Außer 0,1 Punkte pro Ergebnis wirste da nix bekommen


----------



## moboKiller (14. Mai 2013)

Wieso CPU oder GPU-seitig ?


----------



## Moose83 (14. Mai 2013)

CPUAber um erste Erfahrungen zu sammeln, reicht es AGP Karten muss man mit einem Intel Core 2 System oder einem Phenom 2 System
Kannst ja den Prozessor nur 2D benchen, dann gibts auch mehr Punkte


----------



## Ü50 (14. Mai 2013)

Moose83 schrieb:


> Außer 0,1 Punkte pro Ergebnis wirste da nix bekommen


 Ja wird wird mit einem AMD bei 3DM so sein.


----------



## Moose83 (14. Mai 2013)

Mit Phenom 2 net Der reicht ebenfalls für AGP Karten, hatte meinen bei 5GHz mit ner 3850 AGP, da hat nix limitiert xD


----------



## SpotlightXFX (14. Mai 2013)

Gleiches Alter , welcome to the Club (:
Wie sieht das mit AMD und SuperPi aus? Kannst dich da mal rantasten (:


----------



## moboKiller (15. Mai 2013)

Ähm unter Luft hab ich mit 3,5GHz um die 22,125 Sec bei 1M
EDIT: Ich hab die Chance mir für nen 10er ein Sockel 775er zu holen mit G41 Chipsatz der nen Pentium E2140 drauf hat und bis Prescott Dual Core alles frisst.
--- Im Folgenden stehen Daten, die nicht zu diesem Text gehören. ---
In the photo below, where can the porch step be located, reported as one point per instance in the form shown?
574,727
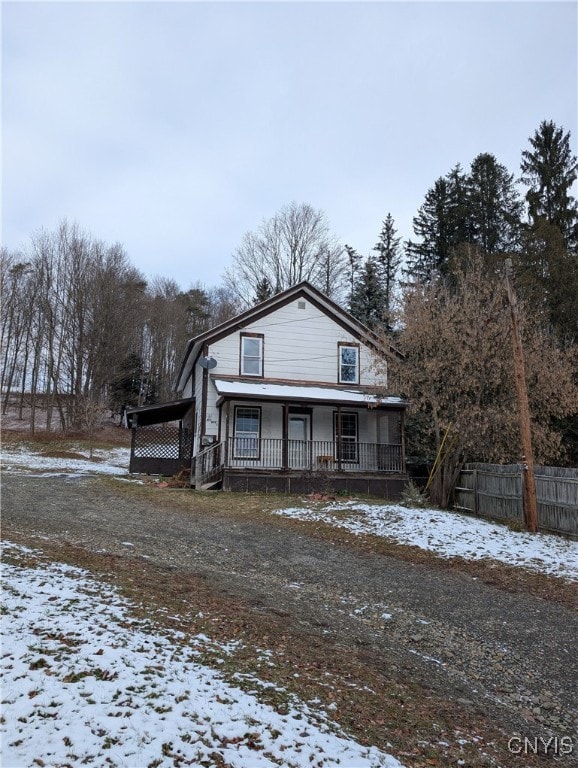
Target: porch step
212,485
Gibt's da nen OC Guide für Intel denn ich kann vieles bei AMD aber nix bei Intel muss ich da über den Base Clock oder Multi oder auf die NB aufpassen? Könnt ihr mir sagen ob der 775er gut is oder net für'n 10ner


----------



## efdev (15. Mai 2013)

hier http://extreme.pcgameshardware.de/o...6-how-intel-core-2-duo-quad-overclocking.html.

aber für sockel 775 war glaube ein der x48 und p45 chisätze am besten für OC geignet.

aber fürn 10er perfekt zum üben


----------



## Lubke (15. Mai 2013)

informier dich lieber vorher, ob das brett für oc taugt. g41-bretter sind meist oem-bretter und haben nur sehr eingeschränkte bios-einstellmöglichkeiten. da kannste dann datum und uhrzeit einstellen, das wars  dausicher halt


----------



## moboKiller (15. Mai 2013)

Gut dann werd ich mir das Board nochmal genauer anschauen


----------



## moboKiller (15. Mai 2013)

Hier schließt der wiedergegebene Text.